The Home Theater wird ergänzt von sechs Stillleben mit Objekten, die tatsächlich in inszenierten Immobilien, die zum Verkauf stehen, gefunden wurden. Auf den ersten Blick wirken die Stillleben ein wenig nüchtern, besonders wenn sie einzeln betrachtet werden. Die Stillleben nehmen in ihrer Darstellung stilistische Eigenheiten der neuen Sachlichkeit auf. Objekte, die zur Aufwertung einer Immobilie benutzt werden, sind oft sehr allgemein gehalten, um die größtmögliche Anzahl potenzieller Käufer und Käuferinnen anzusprechen. Die Aquarelle ähneln traditionellen Stillleben, nehmen jedoch eine tiefere Bedeutung an, wenn man ihren Hintergrund in Betracht zieht. Schaut man sie alle zusammen an, fällt ihre Gleichförmigkeit merkwürdig auf. Wenn die Darstellungen in den Aquarellen mit den Objekten auf der Kommode in Zusammenhang gebracht werden, erhalten die Motive in den Aquarellen eine performative Qualität. Drei Wanduhren mit Zeigern, die in zwei Augen und einen Mund enden, sind das Publikum für die Performance. Die Uhren wechseln Emotionen, während sie ticken, und verstärken die surrealistische Stimmung im Raum.

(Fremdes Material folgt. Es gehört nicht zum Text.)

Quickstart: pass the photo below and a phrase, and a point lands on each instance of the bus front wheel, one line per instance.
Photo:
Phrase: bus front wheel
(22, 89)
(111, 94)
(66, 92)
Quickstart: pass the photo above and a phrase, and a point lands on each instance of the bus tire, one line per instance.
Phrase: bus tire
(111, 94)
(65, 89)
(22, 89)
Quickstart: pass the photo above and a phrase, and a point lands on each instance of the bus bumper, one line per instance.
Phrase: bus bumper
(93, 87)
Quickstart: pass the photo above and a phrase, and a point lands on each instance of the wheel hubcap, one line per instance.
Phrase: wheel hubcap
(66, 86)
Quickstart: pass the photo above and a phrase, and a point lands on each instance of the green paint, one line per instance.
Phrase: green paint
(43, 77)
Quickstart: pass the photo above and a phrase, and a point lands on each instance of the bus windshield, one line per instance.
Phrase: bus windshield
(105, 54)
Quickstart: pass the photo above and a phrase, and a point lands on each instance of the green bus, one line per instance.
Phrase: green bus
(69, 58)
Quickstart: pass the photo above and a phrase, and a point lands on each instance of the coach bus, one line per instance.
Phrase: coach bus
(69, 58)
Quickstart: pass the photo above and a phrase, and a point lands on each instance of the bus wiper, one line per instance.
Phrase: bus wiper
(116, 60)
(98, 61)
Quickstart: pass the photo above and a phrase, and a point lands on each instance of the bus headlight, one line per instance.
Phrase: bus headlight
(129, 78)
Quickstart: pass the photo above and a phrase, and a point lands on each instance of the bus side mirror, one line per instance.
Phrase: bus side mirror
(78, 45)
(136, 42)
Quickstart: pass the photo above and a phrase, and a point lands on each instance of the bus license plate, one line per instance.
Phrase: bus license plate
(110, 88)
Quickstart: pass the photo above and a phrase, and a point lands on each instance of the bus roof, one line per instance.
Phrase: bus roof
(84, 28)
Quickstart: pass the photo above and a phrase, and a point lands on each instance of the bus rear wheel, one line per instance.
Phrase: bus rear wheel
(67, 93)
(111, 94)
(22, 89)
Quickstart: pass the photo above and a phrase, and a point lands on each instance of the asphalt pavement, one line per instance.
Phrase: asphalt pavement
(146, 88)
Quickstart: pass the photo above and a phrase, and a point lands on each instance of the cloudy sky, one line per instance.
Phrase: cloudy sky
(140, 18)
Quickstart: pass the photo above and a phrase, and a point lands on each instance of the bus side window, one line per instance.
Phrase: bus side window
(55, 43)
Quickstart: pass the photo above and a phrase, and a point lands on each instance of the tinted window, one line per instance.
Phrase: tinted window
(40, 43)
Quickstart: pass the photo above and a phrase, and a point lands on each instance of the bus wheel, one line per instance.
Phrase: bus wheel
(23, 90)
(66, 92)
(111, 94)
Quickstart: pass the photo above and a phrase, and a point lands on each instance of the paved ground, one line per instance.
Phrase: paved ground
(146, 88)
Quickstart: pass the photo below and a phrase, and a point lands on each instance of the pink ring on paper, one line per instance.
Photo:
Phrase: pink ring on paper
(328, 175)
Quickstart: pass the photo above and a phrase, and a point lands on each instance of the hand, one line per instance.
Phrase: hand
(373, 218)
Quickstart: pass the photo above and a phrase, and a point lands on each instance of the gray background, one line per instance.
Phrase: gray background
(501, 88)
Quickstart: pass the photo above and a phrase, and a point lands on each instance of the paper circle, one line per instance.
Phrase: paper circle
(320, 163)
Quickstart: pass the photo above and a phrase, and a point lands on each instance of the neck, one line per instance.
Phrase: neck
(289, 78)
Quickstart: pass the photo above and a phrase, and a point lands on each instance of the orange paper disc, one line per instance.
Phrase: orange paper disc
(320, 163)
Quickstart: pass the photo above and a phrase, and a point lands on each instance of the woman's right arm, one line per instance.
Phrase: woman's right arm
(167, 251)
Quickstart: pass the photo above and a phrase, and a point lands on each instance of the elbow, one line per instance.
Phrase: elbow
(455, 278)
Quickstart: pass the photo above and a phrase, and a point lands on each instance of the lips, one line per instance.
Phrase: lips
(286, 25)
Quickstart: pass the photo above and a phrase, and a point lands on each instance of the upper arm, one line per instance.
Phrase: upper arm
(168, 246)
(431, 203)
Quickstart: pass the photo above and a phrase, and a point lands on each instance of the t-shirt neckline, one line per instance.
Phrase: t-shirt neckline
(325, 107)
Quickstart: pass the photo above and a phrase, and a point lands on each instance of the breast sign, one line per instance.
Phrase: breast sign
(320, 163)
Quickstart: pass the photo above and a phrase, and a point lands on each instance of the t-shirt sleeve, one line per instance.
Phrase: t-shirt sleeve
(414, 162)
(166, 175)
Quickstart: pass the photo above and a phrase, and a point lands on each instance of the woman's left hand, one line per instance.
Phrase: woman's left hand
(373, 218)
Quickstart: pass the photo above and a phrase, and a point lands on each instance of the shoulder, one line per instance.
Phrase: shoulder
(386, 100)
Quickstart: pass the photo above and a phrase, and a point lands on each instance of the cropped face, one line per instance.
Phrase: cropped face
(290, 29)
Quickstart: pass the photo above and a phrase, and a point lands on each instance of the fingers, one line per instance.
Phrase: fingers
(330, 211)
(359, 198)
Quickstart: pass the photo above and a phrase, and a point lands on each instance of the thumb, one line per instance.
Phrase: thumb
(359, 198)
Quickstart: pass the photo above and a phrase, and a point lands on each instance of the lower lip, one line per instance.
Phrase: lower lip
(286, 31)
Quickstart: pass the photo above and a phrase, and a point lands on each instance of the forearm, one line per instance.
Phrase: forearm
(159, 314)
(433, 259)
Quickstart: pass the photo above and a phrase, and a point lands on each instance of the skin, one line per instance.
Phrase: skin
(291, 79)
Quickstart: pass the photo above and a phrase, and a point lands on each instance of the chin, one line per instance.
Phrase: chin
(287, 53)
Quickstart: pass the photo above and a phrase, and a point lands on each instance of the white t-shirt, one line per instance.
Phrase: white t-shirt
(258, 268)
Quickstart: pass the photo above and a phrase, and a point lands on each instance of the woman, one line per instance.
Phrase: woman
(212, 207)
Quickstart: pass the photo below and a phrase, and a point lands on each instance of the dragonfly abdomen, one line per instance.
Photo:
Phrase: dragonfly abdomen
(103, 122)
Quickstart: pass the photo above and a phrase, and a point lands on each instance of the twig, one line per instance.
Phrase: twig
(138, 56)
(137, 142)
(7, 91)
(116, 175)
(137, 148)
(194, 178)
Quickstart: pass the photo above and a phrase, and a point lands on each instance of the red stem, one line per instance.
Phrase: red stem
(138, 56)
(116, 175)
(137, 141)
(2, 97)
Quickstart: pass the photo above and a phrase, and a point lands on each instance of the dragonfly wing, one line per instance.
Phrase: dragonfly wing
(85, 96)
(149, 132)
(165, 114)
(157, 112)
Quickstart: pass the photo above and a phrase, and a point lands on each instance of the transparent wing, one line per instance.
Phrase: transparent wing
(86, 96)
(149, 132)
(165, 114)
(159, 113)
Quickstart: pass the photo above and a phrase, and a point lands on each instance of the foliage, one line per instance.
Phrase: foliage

Im zweiten Ausstellungsraum hängen zwei Ölmalereien im Querformat. Erkennbar ist ein Wäschekorb neben einem grünen Plastikschuh und ein Büchergestell. Diese Bilder sind als humorvolle Hintergründe für Videogespräche gedacht. Sie sind lediglich an der Wand mit Haken befestigt und können somit leicht ausgetauscht werden. Diese analogen Hintergründe verwandeln das Homeoffice buchstäblich in eine Bühne und die Work-from-home-Arbeiter in Darsteller. Eine Videoarbeit vervollständigt die Ausstellung von Jamie Isenstein. Auf zwei Monitoren sind Studierende der Universität von Tennessee, Chattanooga zu sehen, die sich gegenseitig mit Gähnen anstecken. Diese verblüffende Arbeit strahlt in den Raum aus und ist von der Strasse aus sichtbar, wodurch sowohl Besucher und Besucherinnen als auch Passanten draussen gähnen, so entsteht eine Verbindung zwischen der realen Welt und der virtuellen Welt. Diese Verbindungen zeigen die tiefe Menschlichkeit in Jamie Isensteins Kunst und ihre wunderbare Beobachtungsgabe.